(This chapter takes place during the events of Descendants #11 and #12)
Wales, Winter Solstice, 1130 A.D.
Elise cast her baleful gaze at the roaring bonfire, which was surrounded by joyous revelers welcoming in the solstice. The fire promised much more gratifying warmth than the feeble cook fire she was warming herself next to, but the cunning peoples cavorting around it promised to be nothing but sources of useless banter and endless titles.
Agnes and Mary taught her that sabbats were important gatherings during which the cunning folk; witches and wizards and enchanters and the like, shared information and news of the world. The one that took place in tandem with the winter solstice was the most important sabbat of the year, one where practitioners from the Dark Continent, the Steppes and Arabia would be in attendance.
However, as it turned out, the sabbat seemed to only be an excuse for those with magic to cavort without having to conceal their abilities.

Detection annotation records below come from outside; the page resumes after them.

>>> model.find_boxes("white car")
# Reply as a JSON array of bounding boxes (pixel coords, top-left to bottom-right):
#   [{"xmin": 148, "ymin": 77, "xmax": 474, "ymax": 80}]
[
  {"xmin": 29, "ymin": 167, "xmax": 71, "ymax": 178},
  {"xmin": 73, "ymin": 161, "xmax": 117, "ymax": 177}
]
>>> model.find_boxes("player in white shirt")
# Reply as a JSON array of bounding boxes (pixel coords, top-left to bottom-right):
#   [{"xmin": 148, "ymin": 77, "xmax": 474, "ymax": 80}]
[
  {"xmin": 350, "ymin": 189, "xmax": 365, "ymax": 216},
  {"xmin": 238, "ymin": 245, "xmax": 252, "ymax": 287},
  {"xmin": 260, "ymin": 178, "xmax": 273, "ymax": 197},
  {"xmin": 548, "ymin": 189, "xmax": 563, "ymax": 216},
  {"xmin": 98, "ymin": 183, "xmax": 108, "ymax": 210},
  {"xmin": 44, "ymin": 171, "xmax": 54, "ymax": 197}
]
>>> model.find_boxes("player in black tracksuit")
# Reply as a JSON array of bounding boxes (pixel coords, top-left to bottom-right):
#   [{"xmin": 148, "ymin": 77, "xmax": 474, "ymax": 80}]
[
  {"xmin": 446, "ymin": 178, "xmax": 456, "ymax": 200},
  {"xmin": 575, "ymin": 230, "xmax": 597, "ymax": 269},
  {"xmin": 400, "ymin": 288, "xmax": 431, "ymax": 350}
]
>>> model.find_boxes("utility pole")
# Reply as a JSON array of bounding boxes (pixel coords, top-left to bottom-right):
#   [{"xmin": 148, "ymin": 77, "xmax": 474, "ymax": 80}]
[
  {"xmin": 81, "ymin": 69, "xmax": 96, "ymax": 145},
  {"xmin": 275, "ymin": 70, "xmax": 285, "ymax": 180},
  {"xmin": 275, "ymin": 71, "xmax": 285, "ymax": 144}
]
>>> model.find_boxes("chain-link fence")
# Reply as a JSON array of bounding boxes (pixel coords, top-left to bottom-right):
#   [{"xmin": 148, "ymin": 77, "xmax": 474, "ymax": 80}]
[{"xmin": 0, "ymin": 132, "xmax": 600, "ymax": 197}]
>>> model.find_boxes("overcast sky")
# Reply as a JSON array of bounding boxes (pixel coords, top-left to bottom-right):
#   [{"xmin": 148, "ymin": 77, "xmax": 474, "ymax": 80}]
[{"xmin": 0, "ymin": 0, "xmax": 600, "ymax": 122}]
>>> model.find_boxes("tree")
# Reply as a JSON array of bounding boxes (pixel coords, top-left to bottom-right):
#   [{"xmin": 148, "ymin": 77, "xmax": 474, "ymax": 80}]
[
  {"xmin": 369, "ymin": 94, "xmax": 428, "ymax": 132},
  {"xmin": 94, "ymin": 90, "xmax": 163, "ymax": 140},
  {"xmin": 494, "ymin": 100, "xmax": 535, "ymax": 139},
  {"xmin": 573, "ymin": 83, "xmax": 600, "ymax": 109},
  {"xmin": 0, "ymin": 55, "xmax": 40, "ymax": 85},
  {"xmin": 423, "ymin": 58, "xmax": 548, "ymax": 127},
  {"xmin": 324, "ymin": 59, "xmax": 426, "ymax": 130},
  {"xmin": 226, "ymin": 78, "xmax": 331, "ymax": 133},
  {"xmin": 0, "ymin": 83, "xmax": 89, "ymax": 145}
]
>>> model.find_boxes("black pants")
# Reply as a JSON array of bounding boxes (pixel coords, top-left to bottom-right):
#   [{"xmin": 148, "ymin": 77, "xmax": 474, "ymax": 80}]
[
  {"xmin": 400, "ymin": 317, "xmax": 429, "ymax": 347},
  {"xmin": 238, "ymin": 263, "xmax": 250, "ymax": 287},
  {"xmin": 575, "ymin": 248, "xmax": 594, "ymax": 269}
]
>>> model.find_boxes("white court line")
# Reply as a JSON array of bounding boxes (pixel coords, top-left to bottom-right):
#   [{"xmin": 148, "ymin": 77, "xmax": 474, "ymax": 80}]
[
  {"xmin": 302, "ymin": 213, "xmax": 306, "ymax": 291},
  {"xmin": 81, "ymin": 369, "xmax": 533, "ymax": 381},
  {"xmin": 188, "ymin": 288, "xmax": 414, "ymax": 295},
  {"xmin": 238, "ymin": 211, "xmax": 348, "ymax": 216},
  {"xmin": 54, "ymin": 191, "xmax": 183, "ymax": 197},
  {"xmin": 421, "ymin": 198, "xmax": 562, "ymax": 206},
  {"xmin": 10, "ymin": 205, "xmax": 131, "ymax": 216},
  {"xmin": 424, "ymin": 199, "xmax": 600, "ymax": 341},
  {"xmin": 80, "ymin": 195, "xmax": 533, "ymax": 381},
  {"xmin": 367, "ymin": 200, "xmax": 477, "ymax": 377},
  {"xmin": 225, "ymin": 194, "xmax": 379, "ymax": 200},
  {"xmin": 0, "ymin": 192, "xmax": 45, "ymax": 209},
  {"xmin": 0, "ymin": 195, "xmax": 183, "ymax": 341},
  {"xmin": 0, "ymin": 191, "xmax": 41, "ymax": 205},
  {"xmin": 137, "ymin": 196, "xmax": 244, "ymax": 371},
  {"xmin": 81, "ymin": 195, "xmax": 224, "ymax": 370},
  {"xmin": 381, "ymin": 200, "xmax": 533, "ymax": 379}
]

Casual and practical magic was used with impunity here; nothing that could be done with magic was done by hand.
It was all terribly boring to Elise. And more than that, it was frustrating. She had mastered all of the small spells witches traditionally knew, as well as the modest repertoires of her ‘sisteren’, as they referred to one another at sabbat. She had even created a few herself based on stories told to her of the capabilities of wizards and enchanters.
What was left to her was a choice between figuring out new spells by ‘feel’ as Mary called it, or seek out others to observe. She had hoped that the sabbat would give her just such an opportunity, but the cunning folk were far too wrapped up in their dancing and imbibing of libations brewed by exotic or even arcane means to teach her anything. Even her so called sisteren.
At the rate she was learning now, by the time she was powerful enough to be worthy of the title Le Fay, her father would be moldering in his grave and it would be for nothing.
There was another way, a Forbidden Art that would teach her everything a given person knew. The description Mary had given when telling her about it was maddeningly vague to the point that she didn’t even know where to begin constructing it with the power.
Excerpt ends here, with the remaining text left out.